4 their music lacked soul: inspiration, feeling, emotion, passion, animation, intensity, fervor, ardor, enthusiasm, warmth, energy, vitality, spirit.


‘Supreme’ is used interchangeably to mean a supreme personal God and/or an ultimate impersonal Godhead. The Supreme is the highest reality or insight accessible to the human consciousness, but it would also be all that is beyond what the human consciousness can comprehend or experience. The Supreme is the Ultimate Cause and Reality. For an example of both impersonal and personal usage, click the hyperlink above.


Sutra (IAST: sūtra सूत्र) is a Sanskrit word that means “string” or “thread”. In Indian literary traditions, it also refers to an aphorism or a collection of aphorisms in the form of a manual or text.

In Hinduism, sutra denotes a compilation of short aphorisms around which teachings of ritual, philosophy, grammar or any field of knowledge can be woven. The abbreviated nature of the sutras allows key points of knowledge to be memorized and conveyed orally over many generations. Teachers then elaborate upon or explain the sutras in relation to present circumstances and conditions.

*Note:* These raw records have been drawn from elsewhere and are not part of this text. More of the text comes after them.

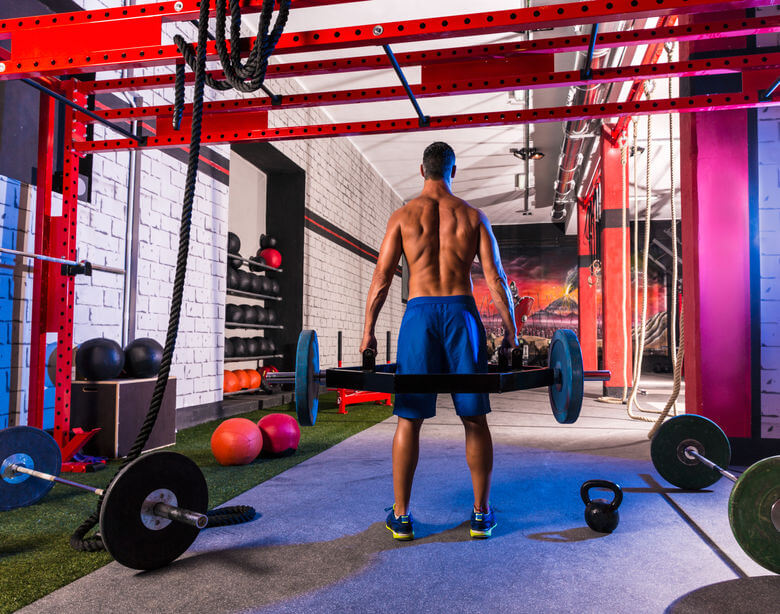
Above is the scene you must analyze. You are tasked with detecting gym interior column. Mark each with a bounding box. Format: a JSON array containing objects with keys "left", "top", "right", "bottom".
[
  {"left": 679, "top": 14, "right": 752, "bottom": 438},
  {"left": 577, "top": 198, "right": 598, "bottom": 371},
  {"left": 599, "top": 128, "right": 632, "bottom": 397}
]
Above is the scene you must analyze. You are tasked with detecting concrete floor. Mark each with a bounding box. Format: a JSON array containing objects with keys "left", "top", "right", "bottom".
[{"left": 20, "top": 375, "right": 779, "bottom": 613}]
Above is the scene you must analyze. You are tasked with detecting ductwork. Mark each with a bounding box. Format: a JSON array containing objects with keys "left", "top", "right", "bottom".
[{"left": 550, "top": 47, "right": 610, "bottom": 222}]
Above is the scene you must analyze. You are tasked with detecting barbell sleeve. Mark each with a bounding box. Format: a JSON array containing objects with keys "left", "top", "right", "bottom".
[
  {"left": 684, "top": 447, "right": 739, "bottom": 483},
  {"left": 153, "top": 502, "right": 209, "bottom": 529}
]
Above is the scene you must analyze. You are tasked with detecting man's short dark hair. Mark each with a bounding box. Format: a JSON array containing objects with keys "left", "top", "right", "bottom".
[{"left": 422, "top": 142, "right": 456, "bottom": 180}]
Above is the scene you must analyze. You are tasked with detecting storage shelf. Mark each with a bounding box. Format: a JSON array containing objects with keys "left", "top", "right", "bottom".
[
  {"left": 225, "top": 323, "right": 284, "bottom": 330},
  {"left": 224, "top": 354, "right": 283, "bottom": 363},
  {"left": 227, "top": 289, "right": 282, "bottom": 301},
  {"left": 223, "top": 388, "right": 278, "bottom": 397}
]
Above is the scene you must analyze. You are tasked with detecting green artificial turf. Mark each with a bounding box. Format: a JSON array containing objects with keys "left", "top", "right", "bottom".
[{"left": 0, "top": 393, "right": 393, "bottom": 613}]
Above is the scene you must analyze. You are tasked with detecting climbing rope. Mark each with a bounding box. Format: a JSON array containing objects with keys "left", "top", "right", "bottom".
[
  {"left": 71, "top": 0, "right": 289, "bottom": 552},
  {"left": 647, "top": 43, "right": 686, "bottom": 437}
]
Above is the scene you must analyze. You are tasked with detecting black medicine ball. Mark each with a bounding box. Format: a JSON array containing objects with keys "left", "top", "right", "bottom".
[
  {"left": 227, "top": 268, "right": 240, "bottom": 290},
  {"left": 260, "top": 276, "right": 273, "bottom": 294},
  {"left": 266, "top": 309, "right": 277, "bottom": 325},
  {"left": 124, "top": 338, "right": 163, "bottom": 378},
  {"left": 245, "top": 338, "right": 260, "bottom": 356},
  {"left": 238, "top": 270, "right": 253, "bottom": 292},
  {"left": 226, "top": 304, "right": 244, "bottom": 323},
  {"left": 232, "top": 338, "right": 248, "bottom": 357},
  {"left": 227, "top": 232, "right": 241, "bottom": 254},
  {"left": 256, "top": 308, "right": 268, "bottom": 325},
  {"left": 75, "top": 338, "right": 125, "bottom": 381},
  {"left": 250, "top": 274, "right": 264, "bottom": 295},
  {"left": 249, "top": 253, "right": 265, "bottom": 272},
  {"left": 270, "top": 279, "right": 280, "bottom": 295},
  {"left": 225, "top": 337, "right": 235, "bottom": 358},
  {"left": 265, "top": 338, "right": 276, "bottom": 354},
  {"left": 242, "top": 305, "right": 258, "bottom": 324}
]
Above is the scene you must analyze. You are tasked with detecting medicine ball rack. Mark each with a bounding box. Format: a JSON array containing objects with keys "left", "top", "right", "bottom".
[{"left": 3, "top": 0, "right": 777, "bottom": 472}]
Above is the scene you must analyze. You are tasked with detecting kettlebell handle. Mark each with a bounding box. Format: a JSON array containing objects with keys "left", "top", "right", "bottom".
[{"left": 580, "top": 479, "right": 623, "bottom": 510}]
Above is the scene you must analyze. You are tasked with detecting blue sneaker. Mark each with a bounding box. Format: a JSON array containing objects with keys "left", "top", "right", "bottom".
[
  {"left": 470, "top": 506, "right": 497, "bottom": 538},
  {"left": 385, "top": 506, "right": 414, "bottom": 540}
]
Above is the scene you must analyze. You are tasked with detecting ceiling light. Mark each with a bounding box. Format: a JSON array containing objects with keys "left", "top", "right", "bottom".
[{"left": 511, "top": 147, "right": 545, "bottom": 161}]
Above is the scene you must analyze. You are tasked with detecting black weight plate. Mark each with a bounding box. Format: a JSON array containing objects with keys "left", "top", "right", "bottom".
[
  {"left": 100, "top": 451, "right": 208, "bottom": 570},
  {"left": 0, "top": 426, "right": 61, "bottom": 511},
  {"left": 650, "top": 414, "right": 730, "bottom": 490},
  {"left": 729, "top": 455, "right": 780, "bottom": 574},
  {"left": 547, "top": 329, "right": 584, "bottom": 424},
  {"left": 295, "top": 330, "right": 320, "bottom": 426}
]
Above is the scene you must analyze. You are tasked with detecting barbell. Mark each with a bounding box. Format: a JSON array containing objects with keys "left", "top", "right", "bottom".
[
  {"left": 266, "top": 329, "right": 611, "bottom": 427},
  {"left": 0, "top": 426, "right": 208, "bottom": 570},
  {"left": 650, "top": 414, "right": 780, "bottom": 574}
]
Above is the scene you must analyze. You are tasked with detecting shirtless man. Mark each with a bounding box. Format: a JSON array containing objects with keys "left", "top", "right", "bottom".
[{"left": 360, "top": 142, "right": 517, "bottom": 541}]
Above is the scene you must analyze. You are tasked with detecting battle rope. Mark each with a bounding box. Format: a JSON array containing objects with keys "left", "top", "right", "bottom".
[{"left": 71, "top": 0, "right": 288, "bottom": 552}]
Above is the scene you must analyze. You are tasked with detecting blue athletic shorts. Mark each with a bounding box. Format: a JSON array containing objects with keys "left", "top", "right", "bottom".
[{"left": 394, "top": 295, "right": 490, "bottom": 420}]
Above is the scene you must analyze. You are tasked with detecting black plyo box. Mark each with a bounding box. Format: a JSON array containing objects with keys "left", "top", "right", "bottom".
[{"left": 70, "top": 378, "right": 177, "bottom": 458}]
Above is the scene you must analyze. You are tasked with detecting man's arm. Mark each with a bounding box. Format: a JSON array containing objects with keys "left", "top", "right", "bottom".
[
  {"left": 477, "top": 211, "right": 517, "bottom": 347},
  {"left": 361, "top": 210, "right": 403, "bottom": 352}
]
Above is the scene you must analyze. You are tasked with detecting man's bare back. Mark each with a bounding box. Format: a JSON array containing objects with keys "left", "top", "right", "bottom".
[
  {"left": 360, "top": 156, "right": 516, "bottom": 354},
  {"left": 396, "top": 189, "right": 481, "bottom": 299}
]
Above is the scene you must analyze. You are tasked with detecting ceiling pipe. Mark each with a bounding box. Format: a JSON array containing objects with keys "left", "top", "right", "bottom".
[{"left": 550, "top": 46, "right": 610, "bottom": 222}]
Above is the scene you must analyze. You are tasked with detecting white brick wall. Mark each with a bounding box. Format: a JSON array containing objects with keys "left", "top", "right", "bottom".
[{"left": 758, "top": 104, "right": 780, "bottom": 439}]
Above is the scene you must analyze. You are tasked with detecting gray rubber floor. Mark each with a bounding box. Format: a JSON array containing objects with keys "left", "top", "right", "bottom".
[{"left": 21, "top": 376, "right": 779, "bottom": 613}]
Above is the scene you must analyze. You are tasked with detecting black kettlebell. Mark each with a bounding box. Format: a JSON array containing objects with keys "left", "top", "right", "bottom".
[
  {"left": 581, "top": 480, "right": 623, "bottom": 534},
  {"left": 260, "top": 234, "right": 278, "bottom": 249}
]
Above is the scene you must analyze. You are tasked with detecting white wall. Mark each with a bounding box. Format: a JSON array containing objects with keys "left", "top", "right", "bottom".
[{"left": 228, "top": 153, "right": 267, "bottom": 258}]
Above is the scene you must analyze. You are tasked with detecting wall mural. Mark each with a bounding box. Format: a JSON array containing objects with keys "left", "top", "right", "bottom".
[{"left": 471, "top": 224, "right": 669, "bottom": 367}]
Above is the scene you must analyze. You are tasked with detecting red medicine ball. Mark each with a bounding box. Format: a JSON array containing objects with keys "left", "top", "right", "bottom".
[
  {"left": 259, "top": 248, "right": 282, "bottom": 269},
  {"left": 211, "top": 418, "right": 262, "bottom": 465},
  {"left": 257, "top": 413, "right": 300, "bottom": 456}
]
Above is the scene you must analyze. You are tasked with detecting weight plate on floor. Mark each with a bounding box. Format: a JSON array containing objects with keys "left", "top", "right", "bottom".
[
  {"left": 729, "top": 455, "right": 780, "bottom": 574},
  {"left": 295, "top": 329, "right": 320, "bottom": 426},
  {"left": 547, "top": 329, "right": 584, "bottom": 424},
  {"left": 650, "top": 414, "right": 730, "bottom": 490},
  {"left": 0, "top": 426, "right": 61, "bottom": 511},
  {"left": 100, "top": 451, "right": 208, "bottom": 570}
]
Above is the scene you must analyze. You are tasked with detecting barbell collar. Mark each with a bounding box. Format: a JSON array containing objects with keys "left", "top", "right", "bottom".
[
  {"left": 8, "top": 463, "right": 105, "bottom": 495},
  {"left": 684, "top": 446, "right": 738, "bottom": 483},
  {"left": 153, "top": 501, "right": 208, "bottom": 529},
  {"left": 583, "top": 370, "right": 611, "bottom": 382}
]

In Buddhism, sutra or sutta refers primarily to canonical scriptures, many of which are regarded as records of the oral teachings of the historical Buddha, Siddhartha Gautama. The Pali word, sutta, refers exclusively to refer to the early Pali Canon, the texts recognized by Theravada Buddhism as canonical

In Jainism, sutra or suya refers to canonical sermons of Mahavira contained in the Jain Agamas and to some later (post-canonical) normative texts


Most of the time when the word ‘vital’ is used as a noun, we are referring to the energy field of the body and its overall effect on our behavior and well-being. Various systems of philosophy have compartmentalized human existence. Each of these aspects of being, are seen as a locus of consciousness. For instance, Buddhism envisions five aggregates of being: bodily form, the sensations of the body, the perceptions that arise from these sensations, the thoughts that arise from our perceptions and finally an over arching consciousness that results from the interaction of the other four. These aggregates make up our human identity.

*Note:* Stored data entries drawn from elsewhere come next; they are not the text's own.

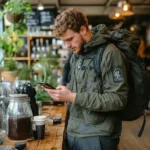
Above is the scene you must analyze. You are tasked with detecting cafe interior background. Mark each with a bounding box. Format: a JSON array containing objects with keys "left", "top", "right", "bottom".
[{"left": 0, "top": 0, "right": 150, "bottom": 149}]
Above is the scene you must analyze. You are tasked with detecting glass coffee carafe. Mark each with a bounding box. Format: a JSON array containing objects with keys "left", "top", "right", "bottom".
[{"left": 6, "top": 94, "right": 33, "bottom": 140}]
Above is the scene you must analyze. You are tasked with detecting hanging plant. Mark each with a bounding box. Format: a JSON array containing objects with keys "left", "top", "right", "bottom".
[
  {"left": 0, "top": 25, "right": 25, "bottom": 57},
  {"left": 0, "top": 0, "right": 32, "bottom": 57},
  {"left": 0, "top": 0, "right": 32, "bottom": 23}
]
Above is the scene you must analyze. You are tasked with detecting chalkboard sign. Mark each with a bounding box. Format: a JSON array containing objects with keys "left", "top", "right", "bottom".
[
  {"left": 40, "top": 9, "right": 55, "bottom": 26},
  {"left": 25, "top": 8, "right": 57, "bottom": 26},
  {"left": 25, "top": 11, "right": 40, "bottom": 26}
]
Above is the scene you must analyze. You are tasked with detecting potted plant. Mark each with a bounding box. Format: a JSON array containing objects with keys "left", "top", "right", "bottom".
[
  {"left": 0, "top": 24, "right": 28, "bottom": 82},
  {"left": 0, "top": 27, "right": 25, "bottom": 57},
  {"left": 13, "top": 64, "right": 32, "bottom": 81},
  {"left": 0, "top": 0, "right": 31, "bottom": 23},
  {"left": 0, "top": 59, "right": 17, "bottom": 83},
  {"left": 0, "top": 0, "right": 32, "bottom": 56},
  {"left": 0, "top": 0, "right": 32, "bottom": 82}
]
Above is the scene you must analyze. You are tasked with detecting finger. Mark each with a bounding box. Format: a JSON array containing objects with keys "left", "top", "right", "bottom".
[
  {"left": 49, "top": 95, "right": 59, "bottom": 101},
  {"left": 47, "top": 91, "right": 60, "bottom": 98},
  {"left": 56, "top": 85, "right": 64, "bottom": 90},
  {"left": 45, "top": 89, "right": 57, "bottom": 93},
  {"left": 49, "top": 90, "right": 61, "bottom": 95}
]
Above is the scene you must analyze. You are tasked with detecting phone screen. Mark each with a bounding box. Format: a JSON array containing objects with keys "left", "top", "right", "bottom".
[{"left": 38, "top": 82, "right": 55, "bottom": 89}]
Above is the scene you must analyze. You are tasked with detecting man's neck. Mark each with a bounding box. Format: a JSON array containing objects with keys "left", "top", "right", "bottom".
[{"left": 84, "top": 31, "right": 94, "bottom": 43}]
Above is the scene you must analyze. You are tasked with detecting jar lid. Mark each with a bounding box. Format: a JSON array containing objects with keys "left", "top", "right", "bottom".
[
  {"left": 9, "top": 94, "right": 28, "bottom": 101},
  {"left": 15, "top": 141, "right": 26, "bottom": 149}
]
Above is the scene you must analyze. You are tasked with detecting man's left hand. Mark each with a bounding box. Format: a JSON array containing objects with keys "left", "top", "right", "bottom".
[{"left": 45, "top": 85, "right": 76, "bottom": 103}]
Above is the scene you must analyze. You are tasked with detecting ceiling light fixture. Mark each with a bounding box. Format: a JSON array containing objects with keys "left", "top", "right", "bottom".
[
  {"left": 37, "top": 0, "right": 44, "bottom": 10},
  {"left": 117, "top": 0, "right": 134, "bottom": 16},
  {"left": 109, "top": 10, "right": 124, "bottom": 20}
]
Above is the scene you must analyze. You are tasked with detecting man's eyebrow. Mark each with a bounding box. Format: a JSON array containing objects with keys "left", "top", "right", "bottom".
[{"left": 64, "top": 37, "right": 73, "bottom": 41}]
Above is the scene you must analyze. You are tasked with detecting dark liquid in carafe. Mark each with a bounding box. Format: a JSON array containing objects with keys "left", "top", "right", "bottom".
[{"left": 8, "top": 117, "right": 32, "bottom": 140}]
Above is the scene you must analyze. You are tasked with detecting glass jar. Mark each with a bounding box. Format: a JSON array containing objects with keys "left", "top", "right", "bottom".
[
  {"left": 0, "top": 100, "right": 6, "bottom": 129},
  {"left": 0, "top": 82, "right": 13, "bottom": 108},
  {"left": 0, "top": 100, "right": 6, "bottom": 143},
  {"left": 6, "top": 94, "right": 33, "bottom": 140}
]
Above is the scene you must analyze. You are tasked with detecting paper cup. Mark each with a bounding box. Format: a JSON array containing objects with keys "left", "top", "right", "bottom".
[{"left": 33, "top": 116, "right": 46, "bottom": 139}]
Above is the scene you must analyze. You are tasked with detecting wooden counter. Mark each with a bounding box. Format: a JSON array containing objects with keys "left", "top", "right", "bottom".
[{"left": 0, "top": 105, "right": 67, "bottom": 150}]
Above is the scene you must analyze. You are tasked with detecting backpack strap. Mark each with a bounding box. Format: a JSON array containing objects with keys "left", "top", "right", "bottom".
[
  {"left": 93, "top": 43, "right": 109, "bottom": 77},
  {"left": 77, "top": 43, "right": 108, "bottom": 74},
  {"left": 138, "top": 112, "right": 147, "bottom": 137}
]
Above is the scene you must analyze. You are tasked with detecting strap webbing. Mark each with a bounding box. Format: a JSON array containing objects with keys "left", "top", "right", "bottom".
[{"left": 138, "top": 112, "right": 147, "bottom": 137}]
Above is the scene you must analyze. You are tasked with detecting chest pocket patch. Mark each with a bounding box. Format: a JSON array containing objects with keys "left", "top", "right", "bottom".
[{"left": 112, "top": 66, "right": 124, "bottom": 83}]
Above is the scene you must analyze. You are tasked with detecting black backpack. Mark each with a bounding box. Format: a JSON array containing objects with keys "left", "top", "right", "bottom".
[{"left": 93, "top": 29, "right": 150, "bottom": 137}]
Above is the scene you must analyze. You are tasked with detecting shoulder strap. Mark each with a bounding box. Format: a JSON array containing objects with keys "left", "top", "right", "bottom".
[{"left": 93, "top": 43, "right": 109, "bottom": 77}]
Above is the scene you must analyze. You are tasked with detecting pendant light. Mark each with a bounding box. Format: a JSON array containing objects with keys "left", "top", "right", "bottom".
[
  {"left": 109, "top": 9, "right": 124, "bottom": 20},
  {"left": 37, "top": 0, "right": 44, "bottom": 10},
  {"left": 117, "top": 0, "right": 134, "bottom": 16}
]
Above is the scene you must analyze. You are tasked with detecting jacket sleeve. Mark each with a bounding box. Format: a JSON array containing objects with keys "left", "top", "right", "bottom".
[{"left": 74, "top": 46, "right": 129, "bottom": 112}]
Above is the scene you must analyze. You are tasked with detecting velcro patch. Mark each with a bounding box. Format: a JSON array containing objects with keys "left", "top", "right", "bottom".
[{"left": 112, "top": 67, "right": 124, "bottom": 83}]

Another system posits a different five: the physical body, the vital energies of the body, the heart or psychic nature, the mind and mental nature, and finally the soul or spiritual nature. These five together form our concept of whom we are and each is said to have its own ‘consciousness.’ The consciousness of the body is lethargic, the vital is energetic in both positive and negative ways. The heart is loving but insecure, the mind is rather sterile and mechanistic, while that of the soul is peaceful and blissful in all circumstances. When we refer to ‘vital’ it is more often than not as this conscious force of physical energy in the body as it affects the whole of our being.